29 Haziran 2009 Pazartesi

Mimar Kimdir?


Sözlükteki “yapıların tasarını yapıp bunların gerçekleşmesini sağlayan, yöneten kimse” denilmiş Hemen de örnek veriliyor; Mimar Sinan pek çok anıtsal yapıta imza atmıştır.

Yapılan tanımda “tasar” sözcüğü yeterince anlatmıyor mimarın yaptığını Sanıyorum “plan” yerine kullanılmış çünkü…Tasarlamaya tasar (plan)dan başlanır ama , yalnız tasar yetmez. Bu nokta dışında tanıma katılıyorum: Yapıların tasarımını yaratan, gerçekleşmesini yöneten şahıstır mimar.

Bu nedenle mimarlık, yalnızca bu günkü eğitim biçimiyle öğrenilebilecek bir beceri değildir. Kökeni neolitiğe dek varan usta çırak ilişkisinin, bir yöntem olarak kaçınılmazlığı mimarlık eğitiminde bu gün de apaçık ortadadır. Bütün ülkelerde bu böyledir. Üniversitelerin mimarlık diploması verebilmesi neredeyse yalnızca bizde kalmıştır.

Tanımdaki “tasarım” sözcüğü işin elbette en can alıcı noktası

Örneğin, Geçmişten ya da bir başka coğrafyadan Kopya veya taklit etmek tasarım değildir.

Geriye dönük çalışmak tasarım değildir.

Tasarım gelecek için yapılır.

Gelecek için yapılacak her iş, geçmişi,günü doğru bilmeyi, geleceği öngörmeyi,kültür yorumu yapabilmeyi gerektirir. Özellikle kültür yorumu yapamayan kişi, gerçek anlamıyla “mimar” adını taşıyabilecek kişi olamaz.

Mimar, yalnızca tasarımla yetinemez…

Mimar, tasarıma başlamasından, yapısının bitmesine dek başında olan kişidir. Uygulamayı yönetirken tasarımında değişiklikler yapabilir. (Ama yalnızca o yapabilir.)Yapısının gerçekleşmesini yönetirken o bir Opera şefidir. Birinci keman ölçüsünde keman çalmayı bilmesi gerekmez, ama onu devreye sokacağı noktayı bilir.

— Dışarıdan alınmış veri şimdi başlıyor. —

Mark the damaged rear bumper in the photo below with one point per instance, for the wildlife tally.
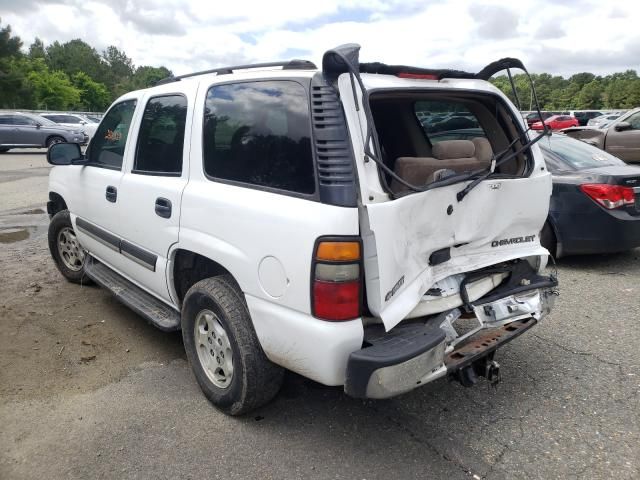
(412, 355)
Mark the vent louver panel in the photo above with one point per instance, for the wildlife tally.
(332, 148)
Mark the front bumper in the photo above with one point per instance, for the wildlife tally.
(419, 352)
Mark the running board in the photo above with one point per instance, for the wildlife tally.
(153, 310)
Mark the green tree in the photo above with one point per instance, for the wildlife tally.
(10, 45)
(12, 71)
(120, 70)
(94, 96)
(590, 96)
(52, 90)
(147, 76)
(76, 56)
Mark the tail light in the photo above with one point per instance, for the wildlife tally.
(609, 196)
(336, 292)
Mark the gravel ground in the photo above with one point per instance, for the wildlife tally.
(89, 390)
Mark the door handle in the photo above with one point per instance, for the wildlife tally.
(112, 194)
(163, 207)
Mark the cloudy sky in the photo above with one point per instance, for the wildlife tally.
(555, 36)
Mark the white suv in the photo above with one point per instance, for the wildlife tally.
(286, 217)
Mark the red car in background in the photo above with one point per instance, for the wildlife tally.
(557, 122)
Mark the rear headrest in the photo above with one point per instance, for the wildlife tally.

Tasarımın başından, yapının bitmesine varan yolun aşamalarından sorumlu olanların yaptıkları tek başına mimar adını almalarına yetmez. Anamalcı düzenin gereği ,yapı üretiminin akışının sonuna dek, parçaları ayrı ayrı denetimleri altında tutmak isteyenler, mimar adının başına ek tanımlamalar koymak zorunda kalmışlardır. Ya da işinin gerisini başkalarına bırakanlara mimar yerine yalnızca “tasarımcı” denilmiştir.

Türkiye’de yapı alanında yapılan en büyük yanlış, mimarlık işini proje ve kontrollük olarak (sözleşmelerine varıncaya dek) ayırmak olmuştur. Böylece mimarın elinden tasarımı alınıp, bu tasarımın uygulamasını denetleme işi verilmeyebilmiştir. Sonuç olarak yapı, bilecen emmilerin eliyle, tasarımında düşünülenin dışında “yanlış”a, “ucube”ye döndürülmüştür.

Çevremizin çirkinliğinin önemli nedenlerinden biri bu durumdur.
Özellikle eğitimden sonra yapı yapma olanağı bulamayanlar da bu bölünmeye seyirci kalmışlardır. (Çünkü yapı yapmanın ne olduğunu bilmiyorlardı.) Eğitimi de içinde olmak üzere tüm mimarlığımız bundan en kötü biçimde etkilenmiştir.